The Wagon is Waiting
I don't usually like the overused term of "falling off the wagon," but it's way too fitting to not use right now. I fell off the wagon...again. Sheesh. I don't know how I keep forgetting.
Actually, yes I do! In the past 2 1/2 years, I've gotten married, bought a house, lost a mother, comforted a father, dealt with health and hormonal issues, all while trying to grow my business and try with all my heart to not screw up my child in the process. Life is freaking stressful folks! This is not my imagination!
So I am going to be gentle with myself and just acknowledge that the wagon didn't pull off and leave me when I got distracted and didn't notice that I had toppled off. I'm also going to give myself a pat on the back for how far I've come. Even on auto-pilot I've managed to maintain my weight, largely heal my gut (more on this one very soon) and somehow keep all the aspects of my life together.
But now it's time for me to climb back up and resume my practices. Stress will always be here. Bad things will always happen. It truly is how we deal with them that makes a difference. And what I've found is that learning to deal with these situations is very much like working a muscle. I can't sit around for months on end and suddenly be able to jump up and do an intense workout without struggle. Likewise, I can't just coast along, not doing my "work" and suddenly be able to deal with heavy, stressful things when they fall in my lap. Things like meditation and truly sitting with my feelings are things I must do every single day so that, when the hard things happen, my psychological muscles are toned and strong, ready to get me through the rough patch.
You Are Not Alone
If you read my old blog, you'll quickly realize that I used to be an open book. Almost uncomfortably so. Over time, my ego has gotten in the way. As my business grew and I knew clients and patrons were reading my blog, I found myself inadvertently trying to present myself in a more tidy way. I guess it was out of fear that revealing too many imperfections would discredit me as a trainer and health coach. However, I KNOW that being authentic allows those around me to be more authentic as well. Furthermore, revealing my not-so-perfect shadowy side lets those who have turned to me for guidance know that I am truly walking the walk. I wasn't born with my crap together. Nor do I wake up most days with my crap together.

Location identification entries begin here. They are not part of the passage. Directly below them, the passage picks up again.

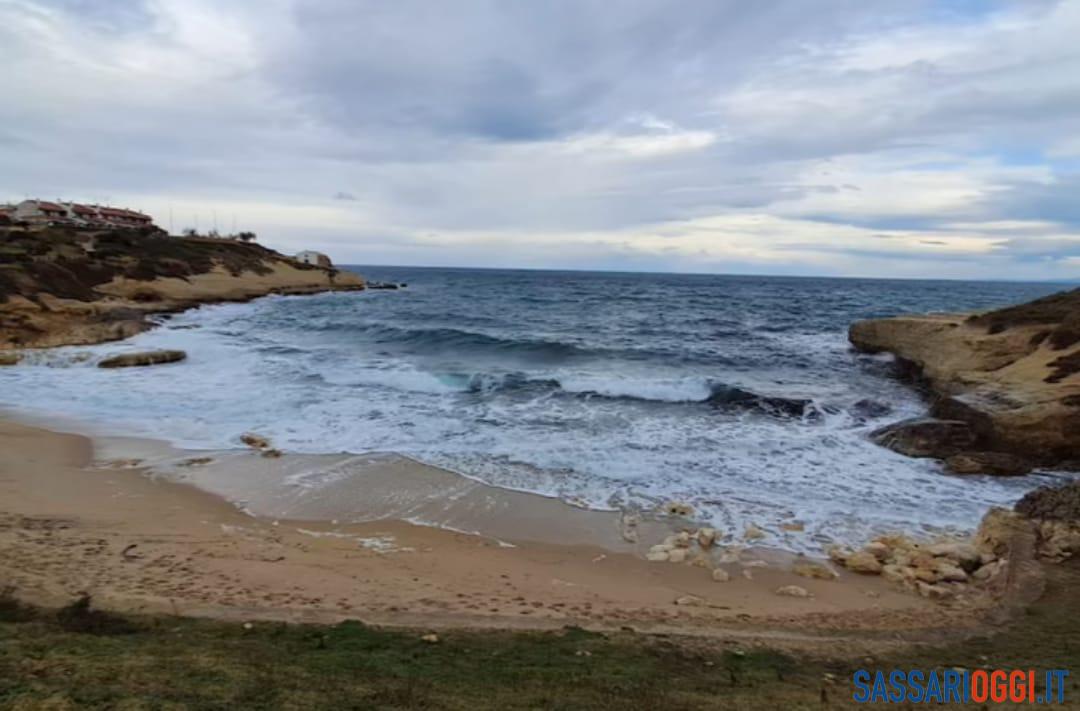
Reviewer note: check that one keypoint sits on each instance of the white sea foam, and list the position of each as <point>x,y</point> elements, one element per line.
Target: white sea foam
<point>649,439</point>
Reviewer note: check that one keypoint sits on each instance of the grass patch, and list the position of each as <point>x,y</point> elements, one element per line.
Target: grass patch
<point>189,663</point>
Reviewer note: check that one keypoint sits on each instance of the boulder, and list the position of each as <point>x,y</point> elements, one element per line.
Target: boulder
<point>864,562</point>
<point>964,555</point>
<point>147,358</point>
<point>813,569</point>
<point>1054,502</point>
<point>1001,531</point>
<point>255,441</point>
<point>677,555</point>
<point>706,537</point>
<point>996,464</point>
<point>678,509</point>
<point>793,591</point>
<point>926,437</point>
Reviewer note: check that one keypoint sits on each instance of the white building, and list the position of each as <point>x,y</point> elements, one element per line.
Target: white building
<point>42,212</point>
<point>315,258</point>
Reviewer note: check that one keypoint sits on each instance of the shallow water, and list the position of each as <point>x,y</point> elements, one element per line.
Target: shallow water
<point>738,394</point>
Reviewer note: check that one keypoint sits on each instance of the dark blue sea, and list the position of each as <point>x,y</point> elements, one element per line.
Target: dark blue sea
<point>739,394</point>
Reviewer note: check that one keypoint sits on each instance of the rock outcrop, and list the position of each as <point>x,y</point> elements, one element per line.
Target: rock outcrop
<point>926,437</point>
<point>1012,375</point>
<point>64,287</point>
<point>146,358</point>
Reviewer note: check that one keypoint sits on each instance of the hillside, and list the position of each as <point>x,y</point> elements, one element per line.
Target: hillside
<point>73,287</point>
<point>1012,374</point>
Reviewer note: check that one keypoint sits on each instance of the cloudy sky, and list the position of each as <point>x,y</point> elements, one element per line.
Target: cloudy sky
<point>893,137</point>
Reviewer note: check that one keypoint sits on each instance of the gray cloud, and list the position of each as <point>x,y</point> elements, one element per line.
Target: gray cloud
<point>590,123</point>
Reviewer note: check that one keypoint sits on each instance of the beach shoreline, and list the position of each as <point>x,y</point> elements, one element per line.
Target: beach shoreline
<point>139,542</point>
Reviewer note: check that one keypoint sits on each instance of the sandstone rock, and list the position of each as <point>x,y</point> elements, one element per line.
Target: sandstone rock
<point>148,358</point>
<point>1010,374</point>
<point>701,561</point>
<point>988,572</point>
<point>896,573</point>
<point>255,441</point>
<point>863,562</point>
<point>926,438</point>
<point>677,555</point>
<point>963,554</point>
<point>838,553</point>
<point>1000,530</point>
<point>878,549</point>
<point>949,573</point>
<point>1057,502</point>
<point>793,591</point>
<point>812,569</point>
<point>933,591</point>
<point>678,509</point>
<point>689,601</point>
<point>996,464</point>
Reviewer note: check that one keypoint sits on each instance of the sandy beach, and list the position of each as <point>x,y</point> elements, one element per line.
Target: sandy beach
<point>75,521</point>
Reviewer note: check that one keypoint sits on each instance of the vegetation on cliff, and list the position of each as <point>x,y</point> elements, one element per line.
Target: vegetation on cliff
<point>62,286</point>
<point>72,264</point>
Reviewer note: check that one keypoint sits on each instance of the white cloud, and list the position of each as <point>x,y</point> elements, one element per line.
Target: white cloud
<point>845,137</point>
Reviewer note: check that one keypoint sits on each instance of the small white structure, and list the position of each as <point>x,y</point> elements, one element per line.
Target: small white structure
<point>314,258</point>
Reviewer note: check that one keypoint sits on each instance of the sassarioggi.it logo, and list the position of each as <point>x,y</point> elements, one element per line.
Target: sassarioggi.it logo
<point>959,686</point>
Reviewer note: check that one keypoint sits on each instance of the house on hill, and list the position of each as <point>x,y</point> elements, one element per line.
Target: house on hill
<point>316,258</point>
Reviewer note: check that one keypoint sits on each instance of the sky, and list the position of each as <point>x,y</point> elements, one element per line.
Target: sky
<point>916,138</point>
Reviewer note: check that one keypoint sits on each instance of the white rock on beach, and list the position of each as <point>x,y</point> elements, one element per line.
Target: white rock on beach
<point>753,533</point>
<point>793,591</point>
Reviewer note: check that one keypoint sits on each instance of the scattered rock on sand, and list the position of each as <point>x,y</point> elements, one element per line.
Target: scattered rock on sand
<point>689,601</point>
<point>753,533</point>
<point>255,441</point>
<point>678,509</point>
<point>793,591</point>
<point>864,562</point>
<point>148,358</point>
<point>813,569</point>
<point>995,464</point>
<point>677,555</point>
<point>925,437</point>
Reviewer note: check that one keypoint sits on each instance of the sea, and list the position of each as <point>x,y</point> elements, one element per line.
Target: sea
<point>738,394</point>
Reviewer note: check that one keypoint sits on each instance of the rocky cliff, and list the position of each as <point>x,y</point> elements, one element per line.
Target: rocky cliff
<point>1012,375</point>
<point>61,287</point>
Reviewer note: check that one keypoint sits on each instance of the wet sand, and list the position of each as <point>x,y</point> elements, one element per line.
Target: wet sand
<point>143,532</point>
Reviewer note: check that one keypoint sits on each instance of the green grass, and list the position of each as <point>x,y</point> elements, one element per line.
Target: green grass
<point>58,660</point>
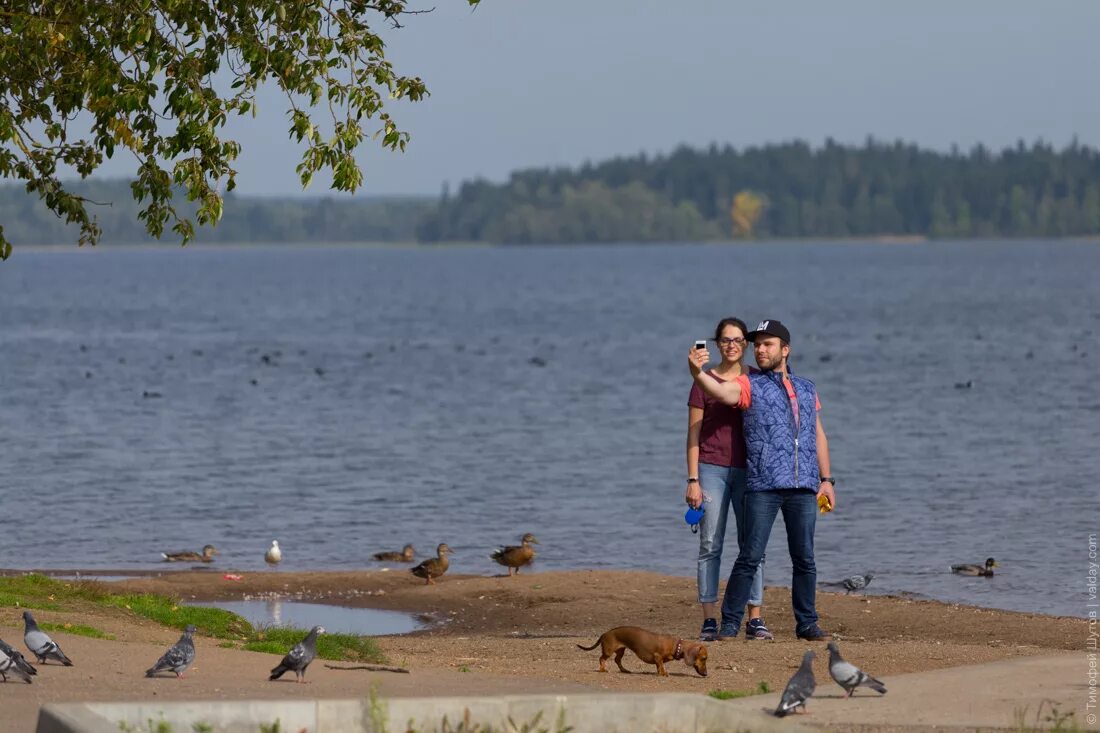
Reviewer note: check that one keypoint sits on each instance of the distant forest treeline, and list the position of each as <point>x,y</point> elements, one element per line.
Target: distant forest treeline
<point>785,190</point>
<point>781,190</point>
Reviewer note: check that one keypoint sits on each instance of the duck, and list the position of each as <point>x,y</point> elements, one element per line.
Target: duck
<point>985,571</point>
<point>405,556</point>
<point>515,557</point>
<point>206,556</point>
<point>433,567</point>
<point>274,555</point>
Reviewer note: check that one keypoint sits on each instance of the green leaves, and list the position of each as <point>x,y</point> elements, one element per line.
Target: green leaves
<point>152,76</point>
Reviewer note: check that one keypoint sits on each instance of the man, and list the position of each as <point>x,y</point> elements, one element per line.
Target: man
<point>788,470</point>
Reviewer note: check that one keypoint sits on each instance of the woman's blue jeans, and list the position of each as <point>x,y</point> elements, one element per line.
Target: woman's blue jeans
<point>723,487</point>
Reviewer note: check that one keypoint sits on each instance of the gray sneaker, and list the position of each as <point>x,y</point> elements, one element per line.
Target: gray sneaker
<point>727,631</point>
<point>756,628</point>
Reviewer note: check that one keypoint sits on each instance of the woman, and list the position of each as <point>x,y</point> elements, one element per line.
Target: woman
<point>716,480</point>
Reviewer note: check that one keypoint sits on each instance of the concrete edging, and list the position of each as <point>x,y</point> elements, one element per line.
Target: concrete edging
<point>595,713</point>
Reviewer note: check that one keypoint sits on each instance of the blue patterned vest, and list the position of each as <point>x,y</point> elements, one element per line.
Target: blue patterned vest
<point>778,456</point>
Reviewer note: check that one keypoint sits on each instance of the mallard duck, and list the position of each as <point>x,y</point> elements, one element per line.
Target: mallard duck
<point>274,555</point>
<point>986,570</point>
<point>515,557</point>
<point>207,556</point>
<point>433,567</point>
<point>405,556</point>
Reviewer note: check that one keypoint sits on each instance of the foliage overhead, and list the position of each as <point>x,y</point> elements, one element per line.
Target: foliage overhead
<point>157,79</point>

Instead, I've spent my life gathering tools that allow me to constantly grow and evolve. It's not magic. I'm not special. I'm just as freaking broken as the next person. What I believe sets me apart from a lot of people who struggle with these things, however, is that I've learned to combine knowledge with my deep desire for growth and change. That's it. That's my big secret: Learning lots and lots of "stuff" and refusing to ever stop growing.